Aikido Uncovers 15 JetBrains Plugins Stealing AI API Keys
Key insights
- Fifteen plugins across seven vendor accounts cleared JetBrains' manual review over eight months, each sharing identical credential-theft code.
- The save() method fires on 'Apply,' forwarding keys over unencrypted HTTP to a hardcoded attacker IP before local settings storage completes.
- Stolen keys feed a paid subscriber tier where attackers resell victim credentials, shifting AI compute costs directly onto compromised developers.
Why this matters
Summary
Potential risks and opportunities
Risks
- Developers who installed CodeGPT AI Assistant or DeepSeek AI Assist (25,000+ installs each) likely have live API keys already in circulation on the attacker's server at 39.107.60[.]51.
- OpenAI, DeepSeek, and SiliconFlow customers with compromised keys face ongoing unauthorized spend as long as the attacker's paid resale service remains operational.
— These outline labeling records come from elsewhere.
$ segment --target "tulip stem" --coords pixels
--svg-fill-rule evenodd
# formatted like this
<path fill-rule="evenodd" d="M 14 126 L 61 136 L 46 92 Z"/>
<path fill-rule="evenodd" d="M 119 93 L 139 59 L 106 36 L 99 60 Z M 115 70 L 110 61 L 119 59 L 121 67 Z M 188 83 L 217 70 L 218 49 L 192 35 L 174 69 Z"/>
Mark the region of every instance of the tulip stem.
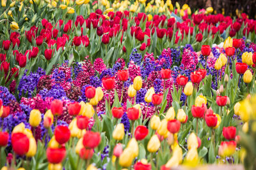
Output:
<path fill-rule="evenodd" d="M 122 103 L 122 101 L 123 100 L 123 94 L 124 94 L 124 81 L 123 84 L 122 85 L 122 95 L 121 95 L 121 99 L 120 99 L 120 103 Z"/>

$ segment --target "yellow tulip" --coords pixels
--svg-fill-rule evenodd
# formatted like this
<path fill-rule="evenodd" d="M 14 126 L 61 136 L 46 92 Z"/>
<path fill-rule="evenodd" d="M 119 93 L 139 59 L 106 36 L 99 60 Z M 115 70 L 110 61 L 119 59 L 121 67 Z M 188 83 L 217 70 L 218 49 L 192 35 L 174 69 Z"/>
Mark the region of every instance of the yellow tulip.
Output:
<path fill-rule="evenodd" d="M 193 94 L 193 84 L 191 81 L 188 82 L 185 85 L 184 92 L 187 96 L 191 96 Z"/>
<path fill-rule="evenodd" d="M 157 115 L 154 115 L 151 118 L 150 127 L 153 130 L 157 130 L 160 125 L 160 118 Z"/>
<path fill-rule="evenodd" d="M 221 68 L 221 67 L 222 67 L 221 60 L 220 58 L 218 58 L 215 62 L 214 69 L 216 70 L 219 70 Z"/>
<path fill-rule="evenodd" d="M 151 137 L 148 141 L 147 149 L 149 152 L 154 153 L 157 151 L 161 145 L 159 139 L 156 134 Z"/>
<path fill-rule="evenodd" d="M 33 127 L 38 126 L 41 122 L 41 112 L 39 110 L 33 110 L 30 111 L 29 124 Z"/>
<path fill-rule="evenodd" d="M 166 115 L 165 116 L 165 118 L 168 120 L 173 120 L 175 117 L 175 111 L 174 110 L 173 107 L 170 107 L 166 112 Z"/>
<path fill-rule="evenodd" d="M 201 107 L 203 104 L 207 104 L 207 100 L 206 99 L 206 97 L 202 95 L 200 95 L 196 97 L 196 101 L 195 102 L 195 106 L 198 107 Z"/>
<path fill-rule="evenodd" d="M 28 157 L 33 157 L 36 153 L 36 141 L 34 138 L 29 138 L 29 148 L 26 155 Z"/>
<path fill-rule="evenodd" d="M 142 79 L 140 76 L 136 76 L 134 80 L 133 80 L 133 88 L 137 91 L 140 90 L 142 87 Z"/>
<path fill-rule="evenodd" d="M 119 164 L 122 167 L 128 167 L 132 164 L 134 159 L 132 148 L 126 148 L 119 157 Z"/>
<path fill-rule="evenodd" d="M 124 126 L 123 124 L 118 124 L 112 134 L 113 138 L 116 141 L 123 139 L 124 134 Z"/>
<path fill-rule="evenodd" d="M 183 109 L 178 110 L 178 113 L 177 113 L 177 119 L 180 122 L 180 123 L 184 123 L 187 120 L 187 115 L 186 115 Z"/>
<path fill-rule="evenodd" d="M 250 69 L 248 69 L 246 71 L 245 71 L 243 80 L 246 83 L 250 83 L 252 81 L 252 74 Z"/>
<path fill-rule="evenodd" d="M 150 103 L 152 101 L 152 96 L 153 94 L 155 94 L 155 90 L 154 89 L 154 87 L 152 87 L 150 89 L 148 89 L 148 90 L 145 96 L 145 101 L 147 103 Z"/>
<path fill-rule="evenodd" d="M 134 138 L 131 139 L 129 141 L 127 148 L 131 148 L 131 152 L 133 154 L 133 157 L 135 158 L 139 155 L 139 146 L 138 142 Z"/>
<path fill-rule="evenodd" d="M 128 96 L 130 97 L 133 97 L 135 96 L 136 93 L 136 90 L 133 87 L 133 85 L 130 85 L 130 86 L 128 88 Z"/>
<path fill-rule="evenodd" d="M 10 25 L 11 29 L 13 31 L 15 31 L 17 29 L 19 29 L 19 25 L 17 24 L 16 22 L 12 22 L 12 24 Z"/>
- PromptSnatcher's combined 100,000-user Chrome extension footprint (Smart Adblocker at 90,000 users; Adblock for Browser at 10,000 users) exposes full AI conversation histories across Claude, Gemini, Copilot, ChatGPT, and Grok.
Opportunities
- Marketplace security vendors focused on plugin code scanning (Aikido Security, Snyk, Socket.dev) gain a concrete, high-profile incident to drive budget unlocks at enterprise IDE buyers.
- API key lifecycle management providers can position automated rotation and anomaly detection directly at affected OpenAI, DeepSeek, and SiliconFlow customers whose keys may already be compromised.
- JetBrains faces structural pressure to implement mandatory plugin code review or signed verification, creating an opening for security tooling vendors to build certification workflows around IDE marketplaces broadly.
What we don't know yet
- JetBrains removal timeline: the article does not confirm whether all 15 plugins have been taken down or when JetBrains was notified and acted.
- Total install count across all 15 plugins is not stated; only CodeGPT AI Assistant and DeepSeek AI Assist are named with 25,000+ downloads each, leaving aggregate exposure unknown.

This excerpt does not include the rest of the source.